Neurodegenerative Erkrankungen wie Alzheimer oder Parkinson, aber auch ein Schlaganfall oder bestimmte Verletzungen, führen zum Verlust von Nervenzellen. Da das Säugetiergehirn verlorene Nervenzellen nur in einzelnen, kleinen Bereichen selbst ersetzen kann, ist der Zellverlust in der Regel permanent.
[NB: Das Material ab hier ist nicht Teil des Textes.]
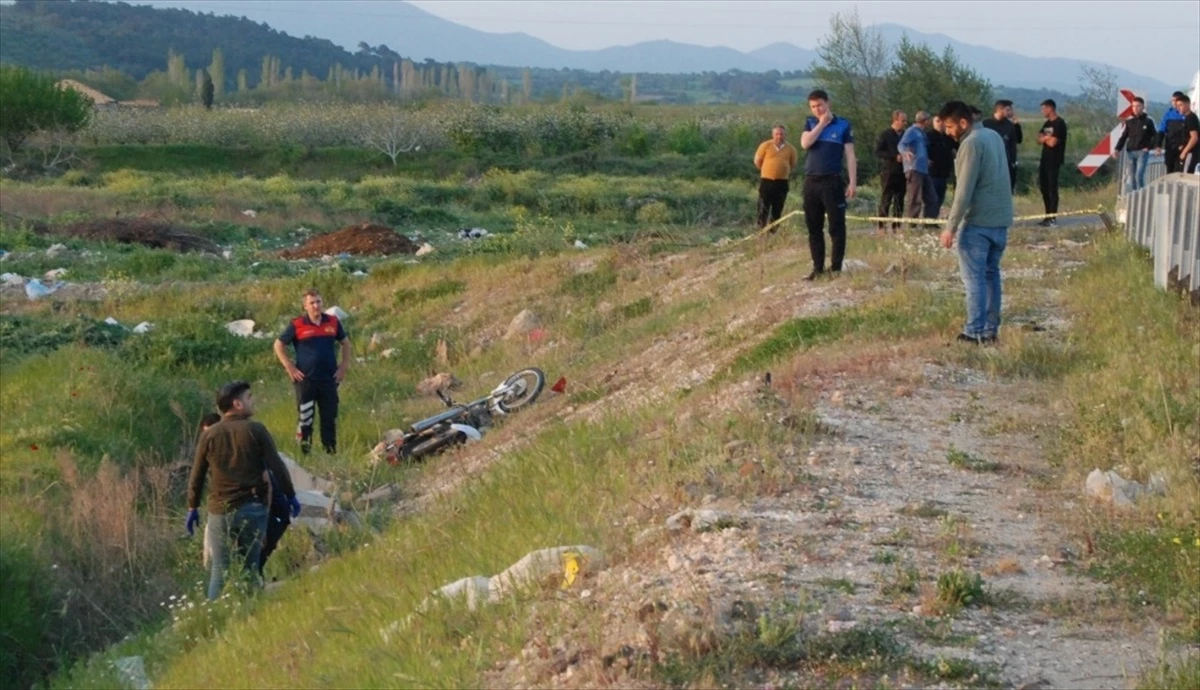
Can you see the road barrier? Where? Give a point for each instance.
(1164, 217)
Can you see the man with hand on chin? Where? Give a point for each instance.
(828, 141)
(981, 216)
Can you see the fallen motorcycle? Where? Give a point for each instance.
(462, 421)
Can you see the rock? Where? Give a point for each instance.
(474, 589)
(244, 328)
(437, 382)
(545, 564)
(301, 480)
(1111, 487)
(735, 448)
(521, 325)
(706, 520)
(840, 625)
(36, 289)
(132, 672)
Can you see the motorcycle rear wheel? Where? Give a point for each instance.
(437, 443)
(527, 385)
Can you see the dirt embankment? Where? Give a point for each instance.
(363, 240)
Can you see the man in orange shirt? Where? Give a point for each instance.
(775, 159)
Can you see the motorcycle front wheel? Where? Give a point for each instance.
(523, 387)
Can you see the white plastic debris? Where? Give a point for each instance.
(473, 233)
(37, 289)
(244, 328)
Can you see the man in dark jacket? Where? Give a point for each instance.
(892, 181)
(1137, 139)
(1173, 136)
(1005, 124)
(237, 454)
(1053, 138)
(941, 160)
(317, 373)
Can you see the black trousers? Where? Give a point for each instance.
(277, 522)
(826, 195)
(772, 195)
(894, 186)
(313, 396)
(1171, 160)
(1048, 180)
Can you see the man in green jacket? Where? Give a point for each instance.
(235, 453)
(981, 216)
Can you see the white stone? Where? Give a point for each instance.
(244, 328)
(538, 565)
(522, 324)
(132, 672)
(474, 589)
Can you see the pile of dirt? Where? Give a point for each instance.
(364, 240)
(154, 233)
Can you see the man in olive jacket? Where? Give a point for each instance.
(235, 453)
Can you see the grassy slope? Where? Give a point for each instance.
(586, 480)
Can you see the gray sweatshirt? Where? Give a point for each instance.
(983, 195)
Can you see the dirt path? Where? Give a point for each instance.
(923, 468)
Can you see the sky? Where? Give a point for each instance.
(1151, 37)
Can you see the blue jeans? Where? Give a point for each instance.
(1135, 173)
(979, 252)
(234, 534)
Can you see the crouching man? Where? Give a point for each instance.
(235, 453)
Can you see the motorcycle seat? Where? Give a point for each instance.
(430, 423)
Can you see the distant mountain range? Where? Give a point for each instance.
(415, 33)
(136, 39)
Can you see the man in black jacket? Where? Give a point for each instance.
(1005, 124)
(941, 159)
(1137, 139)
(1053, 138)
(892, 183)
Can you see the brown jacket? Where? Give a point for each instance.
(235, 451)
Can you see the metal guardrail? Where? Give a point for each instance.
(1164, 217)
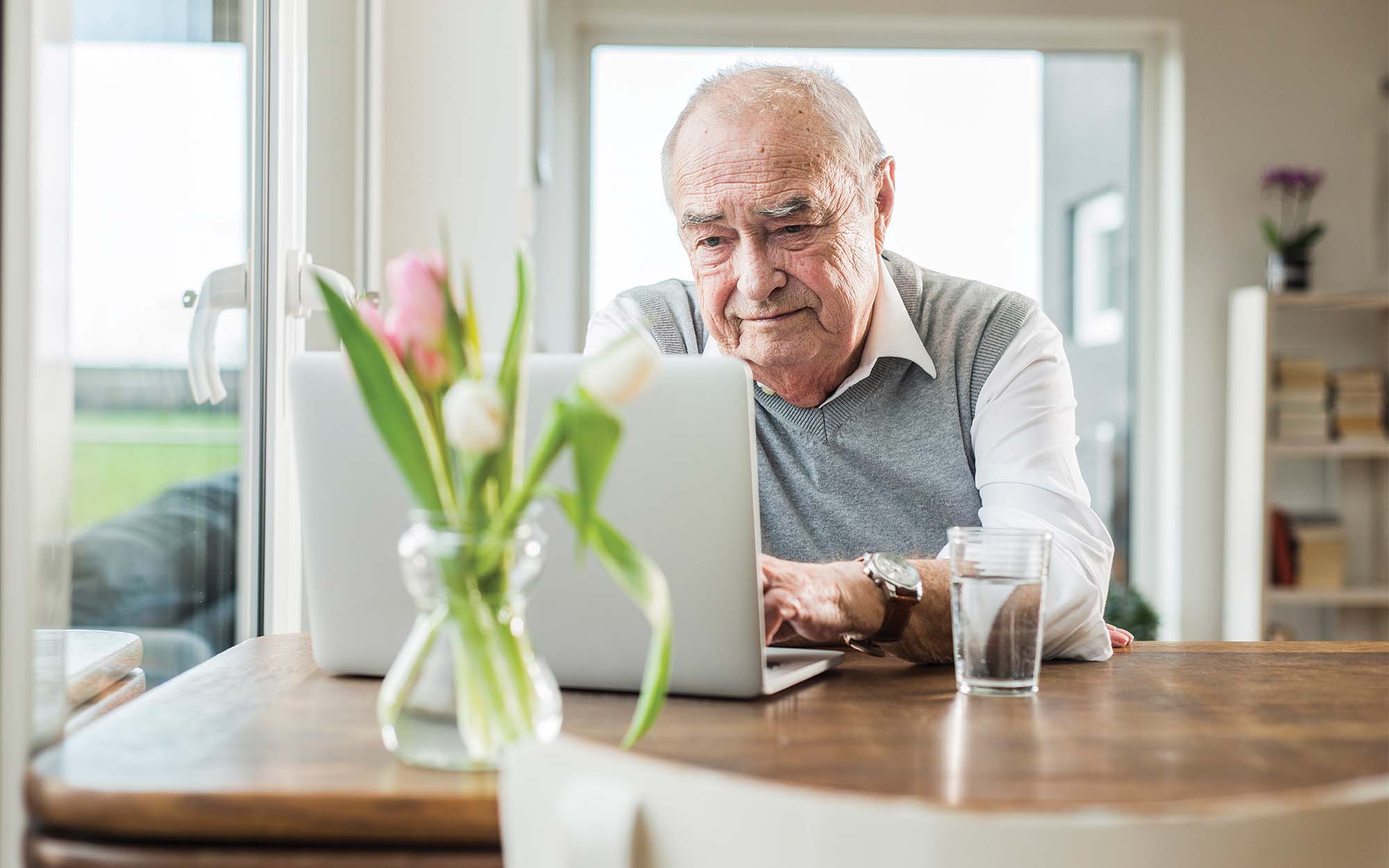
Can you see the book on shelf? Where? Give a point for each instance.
(1301, 401)
(1359, 380)
(1308, 551)
(1302, 427)
(1292, 373)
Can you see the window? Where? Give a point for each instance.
(1013, 167)
(159, 198)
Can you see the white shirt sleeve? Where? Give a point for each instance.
(616, 322)
(1030, 480)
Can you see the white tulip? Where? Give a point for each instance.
(617, 374)
(474, 419)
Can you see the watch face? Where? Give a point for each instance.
(894, 570)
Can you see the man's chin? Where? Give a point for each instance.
(776, 353)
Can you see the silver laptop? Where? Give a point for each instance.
(683, 488)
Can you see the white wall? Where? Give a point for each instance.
(1290, 81)
(455, 140)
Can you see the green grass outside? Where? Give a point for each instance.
(113, 477)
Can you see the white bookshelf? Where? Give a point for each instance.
(1349, 478)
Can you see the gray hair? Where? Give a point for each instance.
(766, 88)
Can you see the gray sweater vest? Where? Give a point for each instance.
(888, 466)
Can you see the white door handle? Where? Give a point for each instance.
(226, 290)
(223, 290)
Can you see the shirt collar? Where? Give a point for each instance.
(891, 335)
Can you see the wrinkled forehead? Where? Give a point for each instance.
(741, 166)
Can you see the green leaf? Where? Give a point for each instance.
(1308, 237)
(510, 377)
(472, 342)
(644, 583)
(594, 435)
(395, 406)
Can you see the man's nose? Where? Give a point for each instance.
(759, 277)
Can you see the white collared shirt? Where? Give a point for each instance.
(1024, 445)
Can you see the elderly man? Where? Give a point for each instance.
(892, 402)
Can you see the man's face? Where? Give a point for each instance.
(783, 244)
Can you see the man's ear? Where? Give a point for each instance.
(884, 199)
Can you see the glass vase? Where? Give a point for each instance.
(467, 683)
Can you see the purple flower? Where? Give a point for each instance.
(1292, 181)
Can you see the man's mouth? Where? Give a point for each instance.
(774, 317)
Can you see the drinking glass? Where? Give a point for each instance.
(998, 580)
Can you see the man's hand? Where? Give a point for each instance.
(819, 602)
(1120, 638)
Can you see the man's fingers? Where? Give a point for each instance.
(779, 608)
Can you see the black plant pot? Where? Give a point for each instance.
(1290, 272)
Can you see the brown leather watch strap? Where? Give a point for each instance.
(895, 619)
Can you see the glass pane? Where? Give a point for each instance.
(160, 201)
(1031, 190)
(1090, 123)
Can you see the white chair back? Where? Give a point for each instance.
(573, 805)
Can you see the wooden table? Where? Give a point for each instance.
(259, 759)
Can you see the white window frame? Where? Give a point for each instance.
(270, 584)
(565, 253)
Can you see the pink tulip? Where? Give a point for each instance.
(430, 367)
(417, 308)
(372, 317)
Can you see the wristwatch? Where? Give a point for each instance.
(901, 585)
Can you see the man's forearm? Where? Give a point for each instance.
(927, 637)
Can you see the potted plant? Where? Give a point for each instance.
(467, 683)
(1291, 240)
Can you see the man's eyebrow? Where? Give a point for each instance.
(695, 219)
(792, 206)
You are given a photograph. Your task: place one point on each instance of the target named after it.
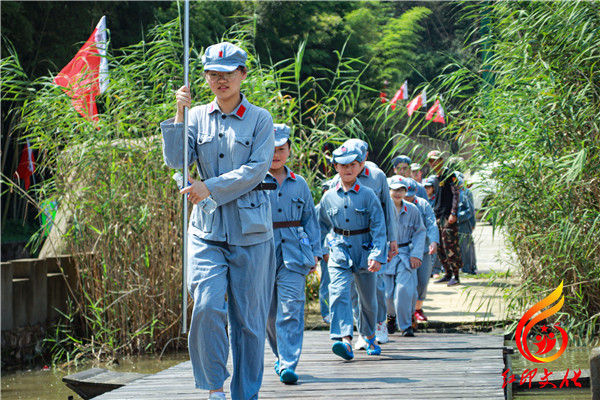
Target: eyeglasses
(213, 77)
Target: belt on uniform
(347, 232)
(285, 224)
(266, 186)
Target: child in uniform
(431, 240)
(356, 251)
(401, 277)
(375, 179)
(297, 248)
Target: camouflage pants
(449, 248)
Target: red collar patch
(241, 111)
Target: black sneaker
(454, 281)
(391, 324)
(444, 279)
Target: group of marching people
(248, 257)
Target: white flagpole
(186, 45)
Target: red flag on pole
(417, 102)
(383, 97)
(436, 112)
(26, 165)
(86, 75)
(401, 94)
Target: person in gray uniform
(432, 239)
(466, 223)
(298, 249)
(400, 272)
(231, 253)
(357, 248)
(324, 281)
(374, 178)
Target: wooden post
(7, 315)
(36, 270)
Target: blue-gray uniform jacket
(233, 153)
(356, 209)
(292, 201)
(421, 192)
(410, 235)
(466, 214)
(375, 179)
(428, 218)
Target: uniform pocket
(297, 208)
(333, 216)
(241, 150)
(204, 149)
(253, 211)
(362, 217)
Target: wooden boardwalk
(427, 366)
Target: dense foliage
(534, 124)
(111, 183)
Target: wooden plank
(428, 366)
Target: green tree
(536, 121)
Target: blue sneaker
(372, 348)
(288, 376)
(343, 350)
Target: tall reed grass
(124, 208)
(531, 115)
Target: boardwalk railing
(34, 290)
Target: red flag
(86, 76)
(383, 97)
(417, 102)
(26, 165)
(438, 111)
(401, 94)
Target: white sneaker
(361, 343)
(381, 333)
(217, 396)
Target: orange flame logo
(544, 343)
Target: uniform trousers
(340, 295)
(324, 290)
(285, 324)
(245, 274)
(381, 303)
(401, 291)
(423, 275)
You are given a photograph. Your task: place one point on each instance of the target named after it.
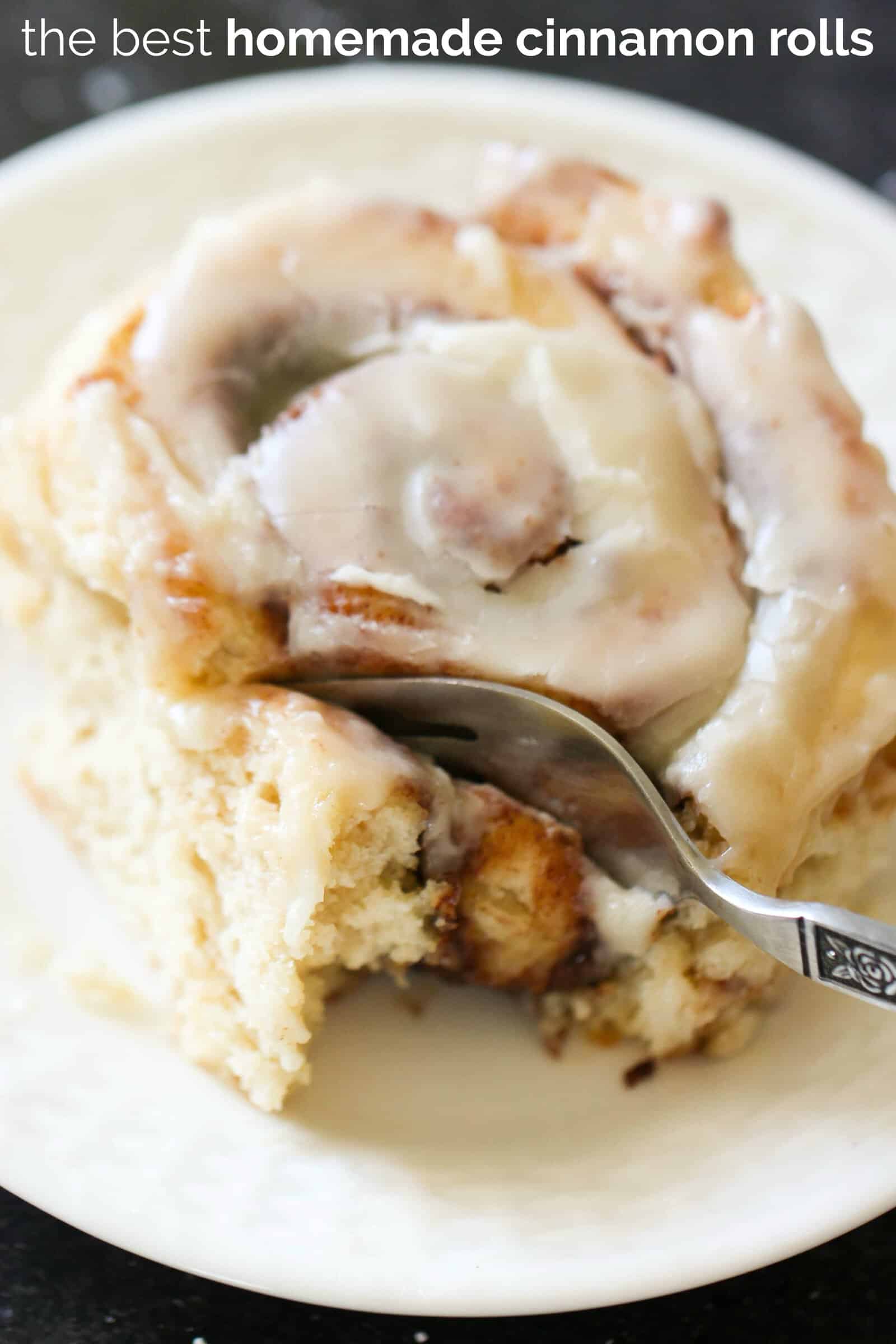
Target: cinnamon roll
(564, 444)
Die Transplantation junger Nervenzellen in ein betroffenes Nervennetzwerk, zum Beispiel bei Patienten mit der Parkinson-Krankheit, lassen auf die Möglichkeit einer medizinischen Verbesserung der klinischen Symptome hoffen. Ob die in bisherigen Studien transplantierten Zellen jedoch helfen, vorhandene Lücken zu überbrücken, oder ob sie tatsächlich die Aufgaben der verlorenen Zellen übernehmen, blieb unbekannt.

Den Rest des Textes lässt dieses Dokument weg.